Do accessories like chargers and cables need to be returned at the end of the lease term?

By default, all chargers, cables, and any other original hardware is due back at end of term, excluding original packaging and documentation packets. Apple can accommodate any request to not have accessories returned if notified in advance of establishing the lease terms. Either all accessories can be retained, or a loss allowance can be built in (example: 25% loss allowance for chargers/cables).

How will equipment be returned to Apple at the end of the lease term?

Return shipment is the responsibility of the acquiring department. All equipment must be packed in a manner that will protect it from damage during shipment. The equipment remains the responsibility of the acquiring department until it is received and processed by Apple. ITS recommends that you insure the shipment for its FMV value upon return to Apple to protect against damage during shipment. If you need assistance or guidance on acceptable packing procedures or recommended transportation companies, please contact Phil Redfern.

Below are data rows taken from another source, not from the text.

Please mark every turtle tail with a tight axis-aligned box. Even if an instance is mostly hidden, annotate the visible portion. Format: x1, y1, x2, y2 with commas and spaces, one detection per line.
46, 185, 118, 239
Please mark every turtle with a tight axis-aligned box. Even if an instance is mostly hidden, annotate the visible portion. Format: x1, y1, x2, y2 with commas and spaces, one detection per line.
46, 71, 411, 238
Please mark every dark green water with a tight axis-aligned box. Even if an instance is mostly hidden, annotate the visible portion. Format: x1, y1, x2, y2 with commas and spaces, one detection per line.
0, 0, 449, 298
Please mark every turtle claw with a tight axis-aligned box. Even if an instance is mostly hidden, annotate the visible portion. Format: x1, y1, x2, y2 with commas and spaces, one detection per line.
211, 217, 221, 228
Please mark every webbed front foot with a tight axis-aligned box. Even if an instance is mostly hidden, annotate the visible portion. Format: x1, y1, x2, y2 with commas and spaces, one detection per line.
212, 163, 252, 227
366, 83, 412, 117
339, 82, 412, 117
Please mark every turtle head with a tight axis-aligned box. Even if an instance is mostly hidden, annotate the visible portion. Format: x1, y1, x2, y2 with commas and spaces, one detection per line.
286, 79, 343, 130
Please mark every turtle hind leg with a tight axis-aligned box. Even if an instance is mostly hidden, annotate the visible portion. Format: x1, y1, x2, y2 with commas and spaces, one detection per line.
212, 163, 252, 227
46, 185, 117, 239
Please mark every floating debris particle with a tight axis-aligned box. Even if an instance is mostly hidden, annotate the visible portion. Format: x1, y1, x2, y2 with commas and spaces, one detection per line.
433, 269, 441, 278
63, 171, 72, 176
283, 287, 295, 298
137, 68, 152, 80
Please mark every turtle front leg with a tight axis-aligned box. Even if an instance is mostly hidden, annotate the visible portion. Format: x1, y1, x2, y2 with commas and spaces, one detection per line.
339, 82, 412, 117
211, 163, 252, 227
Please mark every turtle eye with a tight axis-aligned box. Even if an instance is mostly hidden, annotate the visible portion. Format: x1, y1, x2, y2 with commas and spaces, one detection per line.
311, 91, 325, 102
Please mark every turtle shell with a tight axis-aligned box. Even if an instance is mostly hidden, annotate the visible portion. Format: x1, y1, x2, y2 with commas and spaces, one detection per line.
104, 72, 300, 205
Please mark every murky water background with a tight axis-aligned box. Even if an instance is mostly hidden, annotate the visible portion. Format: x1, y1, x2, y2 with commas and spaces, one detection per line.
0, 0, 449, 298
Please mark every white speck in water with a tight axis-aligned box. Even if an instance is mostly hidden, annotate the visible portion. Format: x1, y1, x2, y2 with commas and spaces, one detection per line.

Am I responsible for wiping the equipment and sending it back?

Yes. While all devices are wiped upon return, it is ultimately the end user’s responsibility and the acquiring departments to remove all data prior to return. Failure to do so could result in a leak of confidential or otherwise sensitive information. ITS recommends returning all devices to a factory default state with no passwords or activation locks present. Your IT administrator will also need to complete the Reassign DEP Endpoints form to Disown the equipment from the University.